When the hopeless ceremony was over and she had fully accepted the lot before her, she rose and with tear-filled eyes looked around the place of her renunciation. She felt as if her husband ought to have some consciousness of her disappointment; as if the longing in her heart should bring him to her side. Where was he? Where had he gone to? “Roland! Roland!” she whispered, and the silence beat upon her heart like the blows of a hammer. Was he present? Did he hear her? She felt until she reached the very rim of conscious feeling, and then?
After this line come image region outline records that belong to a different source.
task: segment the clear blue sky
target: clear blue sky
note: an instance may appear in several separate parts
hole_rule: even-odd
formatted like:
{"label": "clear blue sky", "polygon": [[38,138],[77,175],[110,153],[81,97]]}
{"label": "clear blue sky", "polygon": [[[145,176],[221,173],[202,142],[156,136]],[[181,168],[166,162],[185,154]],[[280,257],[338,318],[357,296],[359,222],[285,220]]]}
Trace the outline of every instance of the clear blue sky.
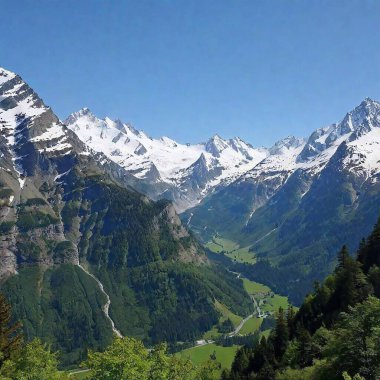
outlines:
{"label": "clear blue sky", "polygon": [[271,145],[380,99],[380,1],[0,0],[0,66],[181,142]]}

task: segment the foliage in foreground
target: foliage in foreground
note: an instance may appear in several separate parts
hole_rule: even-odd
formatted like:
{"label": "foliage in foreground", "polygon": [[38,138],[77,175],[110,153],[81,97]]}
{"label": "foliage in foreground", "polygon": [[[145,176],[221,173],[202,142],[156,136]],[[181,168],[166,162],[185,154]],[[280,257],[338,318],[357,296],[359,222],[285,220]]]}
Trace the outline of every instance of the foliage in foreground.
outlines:
{"label": "foliage in foreground", "polygon": [[343,247],[335,272],[297,313],[280,309],[268,339],[243,347],[223,380],[380,378],[380,219],[356,258]]}
{"label": "foliage in foreground", "polygon": [[[39,339],[21,344],[20,325],[11,324],[11,310],[0,296],[0,380],[63,380],[57,353]],[[91,352],[83,363],[93,380],[216,380],[215,362],[196,366],[166,353],[166,344],[148,350],[134,338],[115,338],[104,352]]]}
{"label": "foliage in foreground", "polygon": [[160,344],[148,351],[134,338],[115,338],[103,352],[90,352],[84,363],[93,380],[216,380],[218,367],[212,361],[196,366],[166,353]]}

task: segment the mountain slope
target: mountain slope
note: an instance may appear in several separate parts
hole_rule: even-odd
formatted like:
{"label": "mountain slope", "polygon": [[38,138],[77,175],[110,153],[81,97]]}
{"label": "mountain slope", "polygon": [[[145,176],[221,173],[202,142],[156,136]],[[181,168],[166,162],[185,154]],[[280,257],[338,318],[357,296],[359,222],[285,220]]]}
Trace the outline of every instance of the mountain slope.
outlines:
{"label": "mountain slope", "polygon": [[90,149],[124,169],[120,177],[126,183],[154,199],[172,200],[178,211],[196,205],[267,155],[266,149],[255,149],[239,138],[215,135],[197,145],[153,139],[120,120],[99,119],[87,108],[71,114],[65,124]]}
{"label": "mountain slope", "polygon": [[217,321],[215,299],[249,312],[239,281],[208,262],[169,202],[121,186],[4,69],[0,129],[1,288],[27,339],[68,364],[116,329],[147,343],[194,339]]}
{"label": "mountain slope", "polygon": [[271,149],[255,168],[184,213],[183,220],[206,240],[218,233],[251,246],[276,267],[273,276],[268,265],[261,270],[263,263],[252,273],[266,282],[273,277],[271,286],[299,302],[312,281],[332,268],[339,241],[356,248],[376,220],[379,131],[380,104],[365,99],[306,142],[277,144],[284,146]]}

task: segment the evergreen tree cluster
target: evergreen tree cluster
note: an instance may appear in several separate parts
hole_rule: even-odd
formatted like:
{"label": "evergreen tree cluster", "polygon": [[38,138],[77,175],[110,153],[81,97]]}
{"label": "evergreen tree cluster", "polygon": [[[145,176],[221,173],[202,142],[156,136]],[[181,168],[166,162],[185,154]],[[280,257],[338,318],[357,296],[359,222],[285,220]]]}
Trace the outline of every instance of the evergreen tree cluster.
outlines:
{"label": "evergreen tree cluster", "polygon": [[380,219],[356,257],[346,246],[333,274],[300,309],[279,309],[268,338],[243,347],[223,380],[380,378]]}

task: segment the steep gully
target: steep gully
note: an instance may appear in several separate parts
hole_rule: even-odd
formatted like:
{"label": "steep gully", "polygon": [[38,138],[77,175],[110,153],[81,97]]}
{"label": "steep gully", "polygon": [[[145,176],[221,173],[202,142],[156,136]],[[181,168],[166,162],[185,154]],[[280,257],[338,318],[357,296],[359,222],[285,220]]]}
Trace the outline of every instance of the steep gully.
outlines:
{"label": "steep gully", "polygon": [[81,264],[78,263],[77,265],[78,265],[78,267],[80,269],[83,270],[83,272],[85,272],[87,275],[89,275],[90,277],[92,277],[96,281],[96,283],[99,286],[100,291],[105,295],[105,297],[107,299],[107,302],[104,304],[104,306],[102,308],[103,309],[103,313],[106,316],[106,318],[110,321],[113,333],[116,336],[118,336],[119,338],[122,338],[123,335],[121,335],[121,332],[115,327],[115,322],[113,321],[113,319],[109,315],[109,308],[110,308],[110,305],[111,305],[111,299],[110,299],[109,295],[106,293],[106,291],[104,290],[103,284],[92,273],[90,273],[88,270],[86,270],[85,268],[83,268],[83,266]]}

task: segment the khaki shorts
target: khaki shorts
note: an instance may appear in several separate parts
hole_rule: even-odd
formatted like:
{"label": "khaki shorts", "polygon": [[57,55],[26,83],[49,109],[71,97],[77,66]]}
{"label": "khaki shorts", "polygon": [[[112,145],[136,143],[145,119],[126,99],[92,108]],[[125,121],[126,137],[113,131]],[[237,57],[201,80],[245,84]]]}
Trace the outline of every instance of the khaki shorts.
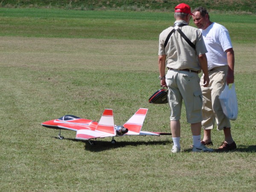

Alas! nothing but a mighty mystery looming beyond.
Weary and exhausted with emotion, she lay down and slept, and in the morning the courage born of a resolved mind was with her. When she had finished her business with Elizabeth, then there was her father and her mother and her real life again. She must go back and take it up just where she had thrown it down. And this humiliating duty was all that her own way had brought her. Never again would she take her destiny out of the keeping of the good God who orders all things well. On this resolution she stayed her heart, and somehow in her sleep there had come to her a conviction that the time of smiles would surely come back to her once more. For God giveth His children in their sleep, 290 and the sorrowful wake up comforted, and the weak strong, because some angel has visited them and “they knew it not.”
Elizabeth was quite prepared for her visitor. She was, indeed, anxious to get the affair settled and to dismiss Denasia from her life for ever. Her lawyer and appraiser were busy when Denasia arrived, and without ceremony each article specified in Roland’s list was examined and valued. Elizabeth offered her sister-in-law no courtesy; she barely bowed in response to her greeting, and there was a final very severe struggle as to values. Mrs. Burrell had certainly hoped to satisfy Denasia with a thousand pounds, but the official adjustment was sixteen hundred pounds, and for this sum Roland’s widow, who was irritated by her sister-in-law’s evident scorn and dislike, stubbornly stood firm.
It is probable that Elizabeth would also have turned stubborn and have suffered the articles to go to the auction-room had not her personal pride and interests demanded the sacrifice. But she had already introduced Lord Sudleigh to these family treasures, and she could not endure to go to Sudleigh Castle and take with her no heirlooms to be surety for her respectability. So that, after all, Denasia won her rights easily, because a man whom she had never seen and never even heard of pleaded her case for her. But she had no exceptional favour. It is the people whom we do not know that are often our helpers. It is the people who seem to have no possible connection with us that are often the tools used by fate for our fortune.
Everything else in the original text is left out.